Waldemar Kucharski: Mam taką nadzieję. Dobrym przykładem mogą być firmy powstające w parkach naukowo - technologicznych. Ta nasza Krzemowa Dolinka mogłaby się szybko zapełniać. Jednak do tego jest potrzebny przyjazny klimat, a z tym jest kłopot. Z danych podawanych przez media wynika, że 50 proc. naszego społeczeństwa uważa, że przedsiębiorcy nie bogacą się uczciwie. 80 proc. ludzi chce, aby byli oni bardziej kontrolowani. To nie jest klimat na powstawanie Krzemowych Dolinek.

Kłopot w tym, że nawet uczelnie niechętnie patrzą na współpracę z nami. Uczelnie przestały promować współpracę z biznesem.
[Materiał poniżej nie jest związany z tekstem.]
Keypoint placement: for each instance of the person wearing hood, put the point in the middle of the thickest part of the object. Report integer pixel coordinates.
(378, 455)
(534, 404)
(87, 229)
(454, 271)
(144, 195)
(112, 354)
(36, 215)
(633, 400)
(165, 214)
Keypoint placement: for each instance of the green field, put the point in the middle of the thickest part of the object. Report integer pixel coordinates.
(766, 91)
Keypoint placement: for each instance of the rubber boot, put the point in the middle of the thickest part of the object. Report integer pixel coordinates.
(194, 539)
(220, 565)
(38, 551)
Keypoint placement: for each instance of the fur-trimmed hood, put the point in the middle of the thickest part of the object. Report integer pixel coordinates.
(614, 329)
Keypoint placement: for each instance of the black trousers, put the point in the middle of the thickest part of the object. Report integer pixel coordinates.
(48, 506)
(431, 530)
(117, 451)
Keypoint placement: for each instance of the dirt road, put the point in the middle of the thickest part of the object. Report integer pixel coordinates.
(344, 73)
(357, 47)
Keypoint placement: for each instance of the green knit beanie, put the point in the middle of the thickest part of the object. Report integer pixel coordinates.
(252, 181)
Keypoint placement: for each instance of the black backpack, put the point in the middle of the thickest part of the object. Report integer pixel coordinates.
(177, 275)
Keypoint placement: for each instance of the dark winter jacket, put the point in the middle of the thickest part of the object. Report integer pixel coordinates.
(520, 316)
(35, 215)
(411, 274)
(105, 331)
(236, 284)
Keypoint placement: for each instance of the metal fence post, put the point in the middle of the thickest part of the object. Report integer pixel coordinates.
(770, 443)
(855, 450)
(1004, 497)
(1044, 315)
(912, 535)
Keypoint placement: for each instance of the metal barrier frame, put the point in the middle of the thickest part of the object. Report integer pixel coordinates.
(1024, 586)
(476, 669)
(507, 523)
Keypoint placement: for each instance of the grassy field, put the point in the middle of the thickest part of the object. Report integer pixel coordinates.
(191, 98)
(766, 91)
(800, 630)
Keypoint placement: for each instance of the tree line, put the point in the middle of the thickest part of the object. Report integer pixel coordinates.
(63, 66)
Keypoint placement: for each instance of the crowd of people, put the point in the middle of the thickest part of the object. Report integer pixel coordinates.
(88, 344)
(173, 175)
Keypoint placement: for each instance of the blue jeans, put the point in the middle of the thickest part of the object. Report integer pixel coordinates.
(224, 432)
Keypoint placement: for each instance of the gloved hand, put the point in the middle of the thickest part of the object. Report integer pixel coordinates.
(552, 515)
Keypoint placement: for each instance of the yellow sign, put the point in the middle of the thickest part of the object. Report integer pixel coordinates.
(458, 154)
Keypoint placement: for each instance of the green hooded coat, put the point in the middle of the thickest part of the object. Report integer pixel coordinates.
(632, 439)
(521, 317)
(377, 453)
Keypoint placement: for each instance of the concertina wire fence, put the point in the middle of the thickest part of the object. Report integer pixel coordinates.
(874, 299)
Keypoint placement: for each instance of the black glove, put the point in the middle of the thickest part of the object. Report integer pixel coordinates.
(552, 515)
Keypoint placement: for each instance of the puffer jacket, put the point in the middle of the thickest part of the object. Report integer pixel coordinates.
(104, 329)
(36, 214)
Krzemowa Dolina w Kalifornii powstała dzięki stanowi umysłu tamtejszych obywateli, a nie dlatego, że ktoś stwierdził, że to fajne miejsce na zbudowanie przetwórni krzemu.

Na czym polega problem we współpracy biznesu z uczelniami? Dlaczego naukowcy, którzy zajmują się wyłącznie pracą naukową są postrzegani pozytywnie, a ci, którzy chcą wykorzystać swoją wiedzę do założenia biznesu, postrzegani są jako cwaniacy?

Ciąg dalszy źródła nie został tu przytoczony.